The Infusomat® Space Volumetric Infusion Pump System includes an external transportable electronic infusion pump and pump accessories. The Infusomat® Space utilizes a linear peristaltic pumping mechanism and is intended to provide infusions of parenteral fluids. The system is intended to provide intermittent or continuous flow of parenteral fluids to the patient. Parenteral fluids may include standard fluids and/or medications indicated for infusion as well as blood and blood products. The Infusomat® Space Volumetric Infusion Pump System must be housed in a SpaceStation that has SpaceCom software installed in order to accomplish the advanced features of bar coding and out-bound wireless data transmission. The subject device is a computer- controlled electrical, external, lineal peristaltic infusion pump composed of injection molded thermoplastic components.

The provided 510(k) summary for the B. Braun Infusomat® Space Volumetric Infusion Pump System (K083689) does not contain information about acceptance criteria or a study proving the device meets those criteria in the context of an AI/ML algorithm.

This document is a premarket notification for an infusion pump system, focusing on its substantial equivalence to previously cleared devices and new functionalities like barcode scanning, wireless data transmission, and PCA. The performance aspects discussed generally relate to the device's mechanical operation and its ability to administer fluids, blood, and medications, as expected from an infusion pump.

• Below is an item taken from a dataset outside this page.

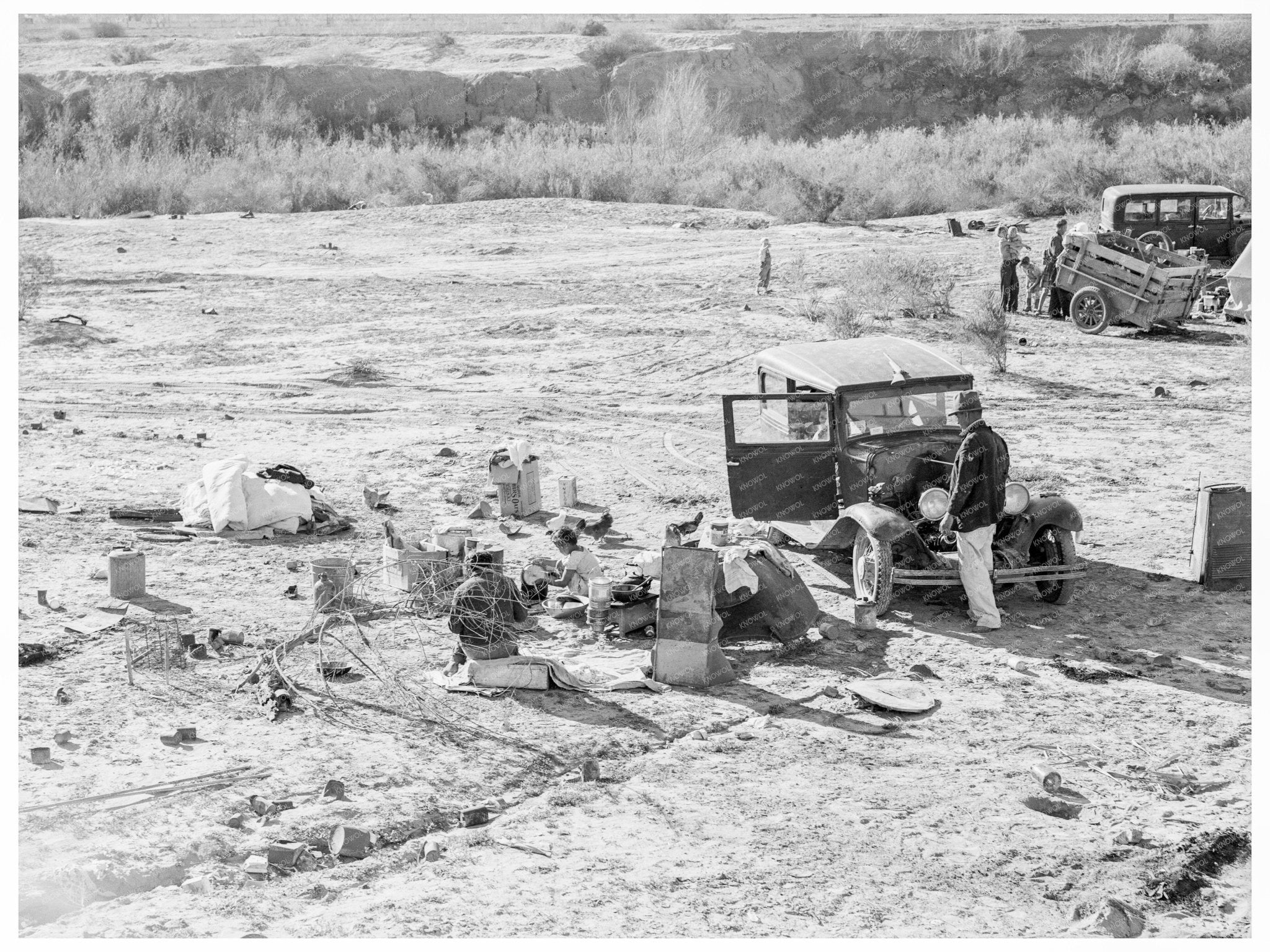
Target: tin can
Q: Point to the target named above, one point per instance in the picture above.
(126, 570)
(568, 492)
(1049, 778)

Therefore, the following information cannot be extracted from the provided text:

1. A table of acceptance criteria and the reported device performance: This document does not detail specific, quantifiable acceptance criteria (e.g., accuracy percentages, error rates) for new features like barcode reading or wireless data transmission, nor does it present the results of a primary study demonstrating performance against such criteria. The submission largely relies on predicate device equivalence for demonstrating safety and effectiveness.
2. Sample size used for the test set and the data provenance: Not applicable as no such study is described.
3. Number of experts used to establish the ground truth for the test set and the qualifications of those experts: Not applicable.
4. Adjudication method for the test set: Not applicable.
5. If a multi-reader multi-case (MRMC) comparative effectiveness study was done, If so, what was the effect size of how much human readers improve with AI vs without AI assistance: Not applicable. This document pertains to a medical device (infusion pump), not an AI/ML diagnostic or assistive tool for human readers.
6. If a standalone (i.e. algorithm only without human-in-the-loop performance) was done: Not applicable.
7. The type of ground truth used (expert consensus, pathology, outcomes data, etc.): Not applicable.
8. The sample size for the training set: Not applicable.
9. How the ground truth for the training set was established: Not applicable.

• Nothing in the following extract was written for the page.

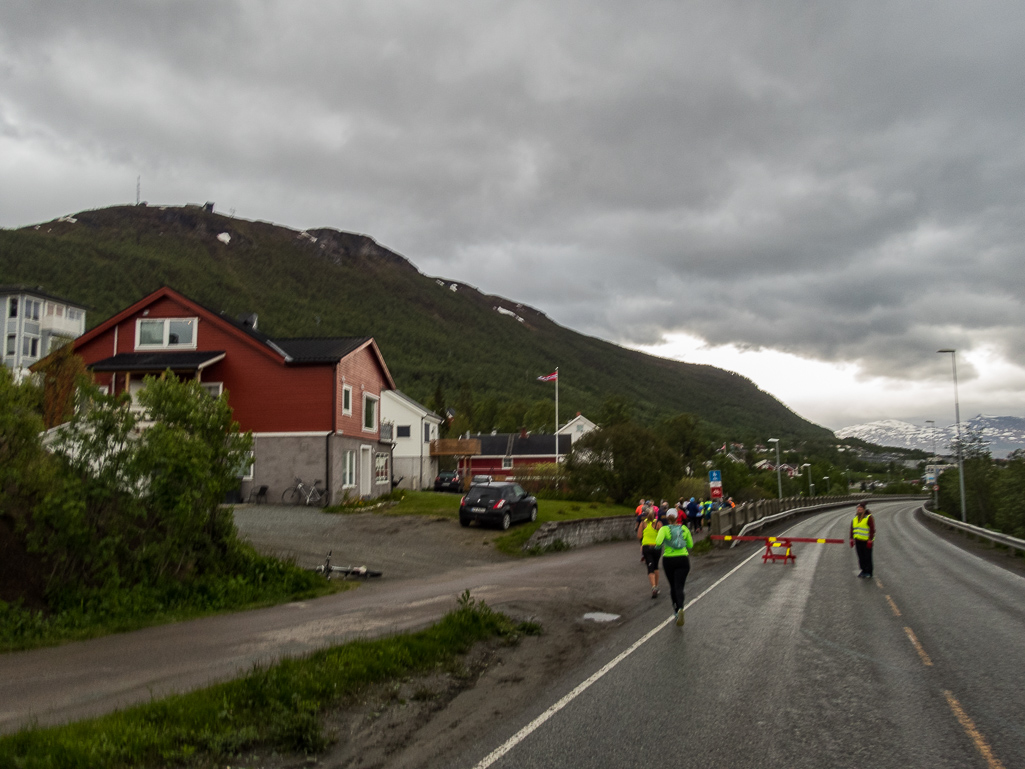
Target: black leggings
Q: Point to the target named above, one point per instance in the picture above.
(651, 555)
(677, 569)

Summary of Device Performance (as inferred from the document's purpose):

The document asserts the device's performance through:

• Substantial Equivalence: The Infusomat® Space Volumetric Infusion Pump System is considered substantially equivalent to the original cleared Infusomat® Space (K062700). Its new features (barcode, wireless, PCA) are deemed substantially equivalent to the B. Braun Outlook® Safety Infusion System (K011975) and the MEDLEY™ PCA Module (K032233). This implies that the performance of the new features is expected to be comparable to these cleared predicate devices.
• Intended Use: The device is intended to provide infusions of parenteral fluids/medications, blood, and blood products with accuracy and control, as would be expected from any volumetric infusion pump.
• Error Reduction: The document highlights that the barcode, wireless, and PCA features are designed to "enhance the administration of infusions" and are "tools in the development of medication error reduction programs while ensuring the validity of transferred data." This is a goal and intended outcome rather than a quantified performance metric from a study within the document.
• Customization: The system can be customized to meet institutional needs (e.g., enabling/disabling features, assigning dose/rate limits). This speaks to its flexibility and control rather than a specific performance metric.
• Mechanical Integrity: "The mechanics of the Infusomat Space have not changed since the original submission," implying its core pumping mechanism maintains its established performance.

In conclusion, this 510(k) summary describes a traditional medical device and its enhanced functionalities through substantial equivalence arguments, rather than presenting a performance study with detailed acceptance criteria that would typically be found for an AI/ML-based device.